The key point of your question is this:
"[...] all the registrations have the registration (ID or Code) and they
are very important for customers to use to relate a
register with the other [...] "
Yes, they are certainly important ... to the company that created and uses the system . First of all, it is a nuisance for a user to have to remember a code, however short it may be. Second, in terms of identification data, nothing is more important to the customer than their own name. Certainly the clients of these registrations you mention would prefer to use their names to relate. Do not believe? Ask the customers. Or do an empathy exercise and put yourself in their shoes with some service you use (telephony, entertainment, etc.).
If the code is something really necessary to the business, ease the life of the customer by putting it on a card. This is not a brilliant idea: filmmakers have been doing this for a long time (in the days when they still persisted). If you need a code, let the customer define it.
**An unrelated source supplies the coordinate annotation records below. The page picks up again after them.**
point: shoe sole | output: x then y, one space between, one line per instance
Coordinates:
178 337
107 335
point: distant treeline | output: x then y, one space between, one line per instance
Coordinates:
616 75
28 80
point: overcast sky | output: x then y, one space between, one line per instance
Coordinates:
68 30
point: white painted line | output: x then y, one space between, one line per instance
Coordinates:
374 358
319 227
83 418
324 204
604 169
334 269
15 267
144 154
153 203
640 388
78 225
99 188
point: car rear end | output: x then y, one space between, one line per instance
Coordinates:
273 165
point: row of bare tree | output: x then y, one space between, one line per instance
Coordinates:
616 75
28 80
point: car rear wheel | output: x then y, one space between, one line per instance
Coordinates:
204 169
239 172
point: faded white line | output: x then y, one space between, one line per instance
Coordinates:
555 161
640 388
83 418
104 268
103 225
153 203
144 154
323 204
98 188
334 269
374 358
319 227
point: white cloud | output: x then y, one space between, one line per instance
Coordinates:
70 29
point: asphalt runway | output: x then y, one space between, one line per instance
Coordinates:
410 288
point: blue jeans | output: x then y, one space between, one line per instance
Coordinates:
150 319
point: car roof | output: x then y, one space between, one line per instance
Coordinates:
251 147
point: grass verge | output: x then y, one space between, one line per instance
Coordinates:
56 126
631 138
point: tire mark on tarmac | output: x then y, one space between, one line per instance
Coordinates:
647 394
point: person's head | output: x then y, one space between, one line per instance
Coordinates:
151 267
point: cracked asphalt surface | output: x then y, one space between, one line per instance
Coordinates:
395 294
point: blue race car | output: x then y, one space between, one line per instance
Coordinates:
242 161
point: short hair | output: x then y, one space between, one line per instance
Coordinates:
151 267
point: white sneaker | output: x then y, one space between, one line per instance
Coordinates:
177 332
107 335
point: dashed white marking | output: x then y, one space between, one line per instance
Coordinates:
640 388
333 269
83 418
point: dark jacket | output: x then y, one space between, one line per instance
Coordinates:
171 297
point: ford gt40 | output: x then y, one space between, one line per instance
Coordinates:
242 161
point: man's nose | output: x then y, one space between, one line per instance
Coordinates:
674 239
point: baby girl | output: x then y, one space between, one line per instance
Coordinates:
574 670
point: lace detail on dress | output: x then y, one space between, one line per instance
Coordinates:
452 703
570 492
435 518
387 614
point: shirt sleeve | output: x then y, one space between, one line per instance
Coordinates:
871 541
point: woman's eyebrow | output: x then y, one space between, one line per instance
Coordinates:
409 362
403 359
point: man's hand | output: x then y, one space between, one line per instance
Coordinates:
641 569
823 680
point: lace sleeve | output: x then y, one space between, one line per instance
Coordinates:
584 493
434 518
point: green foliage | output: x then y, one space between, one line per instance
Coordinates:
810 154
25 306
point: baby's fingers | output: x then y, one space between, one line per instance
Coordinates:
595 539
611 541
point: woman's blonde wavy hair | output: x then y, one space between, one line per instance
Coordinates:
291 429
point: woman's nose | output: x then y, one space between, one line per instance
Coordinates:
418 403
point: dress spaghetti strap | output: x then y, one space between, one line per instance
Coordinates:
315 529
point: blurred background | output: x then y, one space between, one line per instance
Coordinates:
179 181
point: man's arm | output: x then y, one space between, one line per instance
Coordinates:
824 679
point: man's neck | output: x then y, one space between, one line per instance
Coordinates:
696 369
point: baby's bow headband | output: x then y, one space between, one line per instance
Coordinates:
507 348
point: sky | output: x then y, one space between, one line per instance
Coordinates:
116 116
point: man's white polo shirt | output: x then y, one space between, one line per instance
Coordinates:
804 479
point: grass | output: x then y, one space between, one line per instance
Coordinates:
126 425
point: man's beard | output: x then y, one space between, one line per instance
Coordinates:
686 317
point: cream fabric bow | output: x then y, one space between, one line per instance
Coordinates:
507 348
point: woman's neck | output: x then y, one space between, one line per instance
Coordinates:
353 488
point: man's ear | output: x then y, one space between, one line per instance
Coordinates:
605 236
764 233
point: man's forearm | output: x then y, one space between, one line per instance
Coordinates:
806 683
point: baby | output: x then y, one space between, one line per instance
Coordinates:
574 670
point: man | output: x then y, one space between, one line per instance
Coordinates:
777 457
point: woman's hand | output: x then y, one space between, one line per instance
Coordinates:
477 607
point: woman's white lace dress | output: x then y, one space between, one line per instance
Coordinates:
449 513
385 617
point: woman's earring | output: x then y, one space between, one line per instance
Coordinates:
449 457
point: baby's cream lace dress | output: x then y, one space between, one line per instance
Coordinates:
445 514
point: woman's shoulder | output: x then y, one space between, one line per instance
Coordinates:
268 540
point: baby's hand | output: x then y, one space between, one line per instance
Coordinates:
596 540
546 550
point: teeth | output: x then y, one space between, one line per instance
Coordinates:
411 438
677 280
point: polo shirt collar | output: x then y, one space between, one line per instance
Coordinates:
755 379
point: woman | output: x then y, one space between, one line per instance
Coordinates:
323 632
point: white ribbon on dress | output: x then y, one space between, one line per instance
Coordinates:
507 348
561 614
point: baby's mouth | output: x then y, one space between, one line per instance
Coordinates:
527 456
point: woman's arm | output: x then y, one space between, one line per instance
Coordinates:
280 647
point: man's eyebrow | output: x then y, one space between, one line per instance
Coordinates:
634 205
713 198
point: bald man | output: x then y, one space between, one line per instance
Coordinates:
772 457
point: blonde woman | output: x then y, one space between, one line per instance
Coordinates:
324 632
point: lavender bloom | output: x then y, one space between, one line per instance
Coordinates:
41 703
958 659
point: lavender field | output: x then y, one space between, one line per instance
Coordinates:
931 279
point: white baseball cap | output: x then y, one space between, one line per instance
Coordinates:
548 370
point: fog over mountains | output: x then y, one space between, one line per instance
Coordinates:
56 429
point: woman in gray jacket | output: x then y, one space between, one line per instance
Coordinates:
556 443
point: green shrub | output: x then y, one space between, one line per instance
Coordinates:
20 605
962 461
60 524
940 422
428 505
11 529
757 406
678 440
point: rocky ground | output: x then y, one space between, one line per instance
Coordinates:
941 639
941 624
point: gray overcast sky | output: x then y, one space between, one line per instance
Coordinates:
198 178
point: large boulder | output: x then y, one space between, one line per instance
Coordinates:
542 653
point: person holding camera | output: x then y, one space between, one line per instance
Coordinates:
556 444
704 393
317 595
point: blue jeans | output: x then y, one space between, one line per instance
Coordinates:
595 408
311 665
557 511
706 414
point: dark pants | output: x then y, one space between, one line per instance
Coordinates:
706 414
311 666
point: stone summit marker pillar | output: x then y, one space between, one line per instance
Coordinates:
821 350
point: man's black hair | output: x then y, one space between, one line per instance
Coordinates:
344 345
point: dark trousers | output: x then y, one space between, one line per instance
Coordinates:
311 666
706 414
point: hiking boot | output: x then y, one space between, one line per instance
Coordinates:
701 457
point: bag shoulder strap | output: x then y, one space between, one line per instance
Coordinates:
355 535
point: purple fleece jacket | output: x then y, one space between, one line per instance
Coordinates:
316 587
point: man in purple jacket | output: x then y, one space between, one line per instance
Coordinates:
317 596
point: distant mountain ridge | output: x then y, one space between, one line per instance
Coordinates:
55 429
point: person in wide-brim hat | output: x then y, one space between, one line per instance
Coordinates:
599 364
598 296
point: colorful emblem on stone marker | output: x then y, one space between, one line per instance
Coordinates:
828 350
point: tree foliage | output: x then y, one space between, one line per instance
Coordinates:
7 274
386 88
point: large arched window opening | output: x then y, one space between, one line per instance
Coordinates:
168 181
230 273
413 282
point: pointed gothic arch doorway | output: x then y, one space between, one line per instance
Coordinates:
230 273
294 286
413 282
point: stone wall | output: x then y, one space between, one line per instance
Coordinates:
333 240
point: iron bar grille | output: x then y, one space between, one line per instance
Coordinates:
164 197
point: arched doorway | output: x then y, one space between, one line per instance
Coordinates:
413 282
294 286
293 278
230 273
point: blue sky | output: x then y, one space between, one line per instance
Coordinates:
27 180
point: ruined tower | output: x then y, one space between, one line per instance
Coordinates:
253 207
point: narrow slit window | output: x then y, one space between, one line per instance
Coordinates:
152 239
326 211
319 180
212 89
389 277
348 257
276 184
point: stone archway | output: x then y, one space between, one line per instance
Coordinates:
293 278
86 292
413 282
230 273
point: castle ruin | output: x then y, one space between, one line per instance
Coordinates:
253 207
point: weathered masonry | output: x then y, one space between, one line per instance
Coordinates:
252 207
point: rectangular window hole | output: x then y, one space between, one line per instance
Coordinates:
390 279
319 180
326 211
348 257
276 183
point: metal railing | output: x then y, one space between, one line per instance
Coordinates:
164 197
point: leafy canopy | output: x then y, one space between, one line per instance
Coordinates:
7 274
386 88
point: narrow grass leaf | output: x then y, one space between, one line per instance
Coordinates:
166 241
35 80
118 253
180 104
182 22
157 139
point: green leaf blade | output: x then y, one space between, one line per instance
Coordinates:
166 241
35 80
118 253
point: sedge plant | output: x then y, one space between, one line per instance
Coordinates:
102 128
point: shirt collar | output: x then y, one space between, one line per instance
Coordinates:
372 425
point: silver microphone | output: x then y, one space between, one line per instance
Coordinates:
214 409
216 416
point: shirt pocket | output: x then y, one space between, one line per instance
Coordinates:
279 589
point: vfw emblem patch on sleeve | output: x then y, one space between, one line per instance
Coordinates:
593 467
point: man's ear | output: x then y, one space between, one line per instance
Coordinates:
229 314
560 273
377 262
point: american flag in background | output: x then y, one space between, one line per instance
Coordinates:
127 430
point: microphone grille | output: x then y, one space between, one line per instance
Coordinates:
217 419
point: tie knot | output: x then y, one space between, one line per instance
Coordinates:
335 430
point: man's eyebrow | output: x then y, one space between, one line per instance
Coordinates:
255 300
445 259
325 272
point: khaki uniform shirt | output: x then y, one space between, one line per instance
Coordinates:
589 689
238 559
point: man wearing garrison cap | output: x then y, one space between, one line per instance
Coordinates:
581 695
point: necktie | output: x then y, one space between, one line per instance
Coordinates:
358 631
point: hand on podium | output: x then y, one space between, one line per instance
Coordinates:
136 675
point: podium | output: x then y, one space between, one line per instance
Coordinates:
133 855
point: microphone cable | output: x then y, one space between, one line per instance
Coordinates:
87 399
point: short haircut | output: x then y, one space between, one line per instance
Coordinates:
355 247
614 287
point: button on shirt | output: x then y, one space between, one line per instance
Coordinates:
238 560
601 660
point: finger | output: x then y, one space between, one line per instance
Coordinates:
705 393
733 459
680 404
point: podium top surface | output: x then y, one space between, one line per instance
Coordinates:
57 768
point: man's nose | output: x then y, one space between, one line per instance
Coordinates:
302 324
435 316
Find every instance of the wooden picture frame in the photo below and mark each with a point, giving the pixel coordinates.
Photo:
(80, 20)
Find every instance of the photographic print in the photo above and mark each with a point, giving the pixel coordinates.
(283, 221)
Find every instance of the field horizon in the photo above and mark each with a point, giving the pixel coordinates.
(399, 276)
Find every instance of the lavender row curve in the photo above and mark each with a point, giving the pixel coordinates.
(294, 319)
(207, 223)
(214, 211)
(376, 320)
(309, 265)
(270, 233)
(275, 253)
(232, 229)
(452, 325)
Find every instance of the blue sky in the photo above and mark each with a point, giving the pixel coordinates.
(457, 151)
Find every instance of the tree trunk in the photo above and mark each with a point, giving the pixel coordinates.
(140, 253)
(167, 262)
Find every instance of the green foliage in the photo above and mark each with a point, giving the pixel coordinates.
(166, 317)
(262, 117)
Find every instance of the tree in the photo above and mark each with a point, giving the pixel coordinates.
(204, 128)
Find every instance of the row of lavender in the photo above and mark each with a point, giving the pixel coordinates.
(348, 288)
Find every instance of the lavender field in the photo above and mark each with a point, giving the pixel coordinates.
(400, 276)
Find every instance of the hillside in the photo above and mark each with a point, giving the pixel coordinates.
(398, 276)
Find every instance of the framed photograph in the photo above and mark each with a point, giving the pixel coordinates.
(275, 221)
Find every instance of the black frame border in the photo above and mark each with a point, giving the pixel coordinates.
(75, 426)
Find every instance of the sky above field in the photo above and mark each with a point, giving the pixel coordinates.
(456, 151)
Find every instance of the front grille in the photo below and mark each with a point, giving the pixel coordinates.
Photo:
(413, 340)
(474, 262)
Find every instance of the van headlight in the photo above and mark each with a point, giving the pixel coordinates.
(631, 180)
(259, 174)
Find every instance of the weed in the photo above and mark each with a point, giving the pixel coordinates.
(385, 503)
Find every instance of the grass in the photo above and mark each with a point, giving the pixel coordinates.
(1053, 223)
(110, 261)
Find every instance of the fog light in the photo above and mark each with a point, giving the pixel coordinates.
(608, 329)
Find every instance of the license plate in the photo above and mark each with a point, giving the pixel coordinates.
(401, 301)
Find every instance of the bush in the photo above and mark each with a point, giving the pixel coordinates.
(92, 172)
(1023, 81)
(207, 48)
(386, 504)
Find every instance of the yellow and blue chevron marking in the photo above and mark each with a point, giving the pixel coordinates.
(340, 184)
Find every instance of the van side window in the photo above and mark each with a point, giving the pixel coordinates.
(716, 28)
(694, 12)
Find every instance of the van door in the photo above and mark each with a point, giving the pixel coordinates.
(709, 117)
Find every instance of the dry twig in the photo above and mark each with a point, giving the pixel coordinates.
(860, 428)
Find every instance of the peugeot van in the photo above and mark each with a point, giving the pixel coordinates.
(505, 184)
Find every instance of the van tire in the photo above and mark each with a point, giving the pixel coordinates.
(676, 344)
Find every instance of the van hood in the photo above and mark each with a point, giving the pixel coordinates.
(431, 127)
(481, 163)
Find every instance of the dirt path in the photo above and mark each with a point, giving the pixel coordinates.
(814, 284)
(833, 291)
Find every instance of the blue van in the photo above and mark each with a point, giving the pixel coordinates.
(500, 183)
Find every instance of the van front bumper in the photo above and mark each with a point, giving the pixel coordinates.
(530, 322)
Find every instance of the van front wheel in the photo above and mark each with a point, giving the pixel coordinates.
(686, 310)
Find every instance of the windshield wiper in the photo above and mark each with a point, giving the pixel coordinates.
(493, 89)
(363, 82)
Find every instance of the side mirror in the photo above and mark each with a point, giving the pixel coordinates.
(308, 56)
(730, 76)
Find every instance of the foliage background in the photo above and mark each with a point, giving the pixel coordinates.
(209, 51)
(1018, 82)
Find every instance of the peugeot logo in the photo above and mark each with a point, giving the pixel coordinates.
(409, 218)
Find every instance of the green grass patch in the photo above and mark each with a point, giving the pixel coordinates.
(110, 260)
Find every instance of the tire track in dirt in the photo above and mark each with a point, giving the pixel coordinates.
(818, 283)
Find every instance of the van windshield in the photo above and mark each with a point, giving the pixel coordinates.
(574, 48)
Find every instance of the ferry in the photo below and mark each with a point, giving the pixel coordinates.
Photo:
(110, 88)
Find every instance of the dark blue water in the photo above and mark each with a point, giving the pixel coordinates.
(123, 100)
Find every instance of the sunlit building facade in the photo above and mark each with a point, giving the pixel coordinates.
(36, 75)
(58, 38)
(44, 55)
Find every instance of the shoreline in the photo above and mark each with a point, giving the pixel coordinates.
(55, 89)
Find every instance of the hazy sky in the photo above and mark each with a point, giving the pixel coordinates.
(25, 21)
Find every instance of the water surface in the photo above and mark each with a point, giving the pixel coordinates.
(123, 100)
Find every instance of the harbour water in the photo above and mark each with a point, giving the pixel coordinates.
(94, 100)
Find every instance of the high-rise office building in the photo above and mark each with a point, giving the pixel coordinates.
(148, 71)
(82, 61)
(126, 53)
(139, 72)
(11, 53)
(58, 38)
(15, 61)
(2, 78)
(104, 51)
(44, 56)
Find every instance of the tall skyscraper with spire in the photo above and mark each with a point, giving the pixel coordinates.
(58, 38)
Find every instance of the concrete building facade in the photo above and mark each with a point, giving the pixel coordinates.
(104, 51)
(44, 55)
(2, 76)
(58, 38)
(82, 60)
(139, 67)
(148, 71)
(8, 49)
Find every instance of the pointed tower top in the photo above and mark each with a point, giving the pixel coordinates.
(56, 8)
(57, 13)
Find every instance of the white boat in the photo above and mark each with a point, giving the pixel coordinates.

This is called a login, and email is usually used not only by the contact, but by the uniqueness.
Well, now considering the user not the client, but the person who deals with the client and uses this interface for some relationship, the code is even less necessary. What this user really needs to know is the name of the customer, perhaps your email and other data of the user's identity or their situation in the business, depending on the problem's domain. In fact, in a well-done system, the lines in this table already demonstrate the action that the user needs to take in relation to that customer, and if they do not even make the phone call (an example of telemarketing) even while displaying the phone. Why would the ID be needed in addition to its use in the database tables, ie why would it be necessary in the interaction?
What usually happens is that such an ID is so important to the business that it pushes down the client and the user that serves this one, but almost never such a code is really necessary. See what UX doing is just asking these questions (difficult and sometimes bothersome to anyone who is already accustomed to such a "desktop apps world").